Yellow Fever 1820 is the historic house’s special programming for October and traces the outbreak of yellow fever right here in Savannah.
“We’ve been researching and trying to figure out a good way to tell this story for years,” explains director Jamie Credle. “How it got started was there’s always so much discussion about ghosts in October that we put together a program that we thought would be constructive and entertaining, and more frightful than spirits.”
Truly, the chain of events leading up to the outbreak is scary stuff.
“We talk about the preface to what was happening in the city and one of our techniques is taking the steamship, the S.S. Savannah, from its inception through that two-year period, from when it was glorious and wonderful through the economic panic, the fire, and then the epidemic,” recounts Credle.
The fire Credle references took place on Jan. 11, 1820, when over four hundred buildings burned to the ground. Hundreds of people lost their lives, and more became homeless.
“Locals had to figure out how to house these people, and then you’ve got burnt-up buildings and homeless people and people coming into the city to help rebuild who did not have seasoned immune systems,” says Credle.
The result was the Yellow Fever Epidemic that shook the city. People started getting ill around March, but the spread of the illness reached epidemic proportions around September. The conditions were so bad that the mayor recommended people leave the city if able until things started to get better.
“You hear about all that in about a ten-minute preface, and then you divide up into groups and go into the museum house and see four different scenarios,” says Credle. “Everyone sees everything, just in a different sequence.”
One sequence features Jamal Toure, who performs as a free man of color and shares what life was like for black people during the outbreak.
“Africans were just as susceptible to yellow fever as white folk were,” Credle points out. “They just didn’t keep statistics.”
Another sequence features Dr. Mary Lavinder.
“She’s one of the most remarkable people that nobody knows about,” Credle asserts. “She was Georgia’s first female doctor. She studied obstetrics and helping become a midwife because she wanted to help people. She did not let the mores of the time keep her from doing what she thought she needed to do.”
Credle notes this is the point where it gets gory, as Dr. Lavinder’s practice included bleeding, blistering, and purging, all fairly gory procedures that early doctors used to balance the human body’s humours.

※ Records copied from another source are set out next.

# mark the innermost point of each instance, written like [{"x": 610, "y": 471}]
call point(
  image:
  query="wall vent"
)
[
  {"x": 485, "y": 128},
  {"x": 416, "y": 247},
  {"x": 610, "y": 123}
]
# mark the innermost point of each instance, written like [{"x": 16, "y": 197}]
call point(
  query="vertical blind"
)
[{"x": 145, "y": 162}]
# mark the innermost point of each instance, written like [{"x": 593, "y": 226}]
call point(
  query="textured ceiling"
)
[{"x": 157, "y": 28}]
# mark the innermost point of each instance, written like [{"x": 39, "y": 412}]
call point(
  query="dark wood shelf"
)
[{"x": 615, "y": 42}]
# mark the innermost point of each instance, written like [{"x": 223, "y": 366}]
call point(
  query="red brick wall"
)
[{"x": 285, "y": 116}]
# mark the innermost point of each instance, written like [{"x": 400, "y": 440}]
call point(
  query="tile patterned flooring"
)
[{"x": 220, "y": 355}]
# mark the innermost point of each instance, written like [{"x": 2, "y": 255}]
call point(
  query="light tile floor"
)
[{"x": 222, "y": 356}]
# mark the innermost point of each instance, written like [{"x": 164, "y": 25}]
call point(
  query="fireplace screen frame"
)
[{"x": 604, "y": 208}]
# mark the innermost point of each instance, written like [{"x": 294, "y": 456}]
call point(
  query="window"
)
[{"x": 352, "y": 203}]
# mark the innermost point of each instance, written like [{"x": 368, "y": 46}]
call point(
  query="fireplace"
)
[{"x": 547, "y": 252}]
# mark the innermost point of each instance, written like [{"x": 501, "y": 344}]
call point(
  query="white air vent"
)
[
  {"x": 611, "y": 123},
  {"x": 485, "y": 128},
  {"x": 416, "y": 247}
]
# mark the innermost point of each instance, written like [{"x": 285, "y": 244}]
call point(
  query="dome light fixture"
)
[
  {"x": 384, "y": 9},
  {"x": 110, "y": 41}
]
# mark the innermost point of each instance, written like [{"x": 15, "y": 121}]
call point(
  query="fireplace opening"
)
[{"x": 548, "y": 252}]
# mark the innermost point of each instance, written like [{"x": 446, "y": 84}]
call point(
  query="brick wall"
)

The other two portions of the tour include a male doctor performing another treatment and a drawing room, where actors discuss what happens to the soul after death.
“If you’re interested in ghosts, this is where the ghosts really are,” Credle shares.
The tour is a unique, quick look at Savannah’s lesser-known history.
“It’s a tight little show, about 45 minutes, that gives people a wonderful authentic Savannah experience,” she says. “Most of the people are volunteer actors—we’re not career professionals, but we focus on the sincerity of telling the story. People get to see the house lit by candlelight, and we think it’s a fun thing that’s a nice historic addition to our October programming.”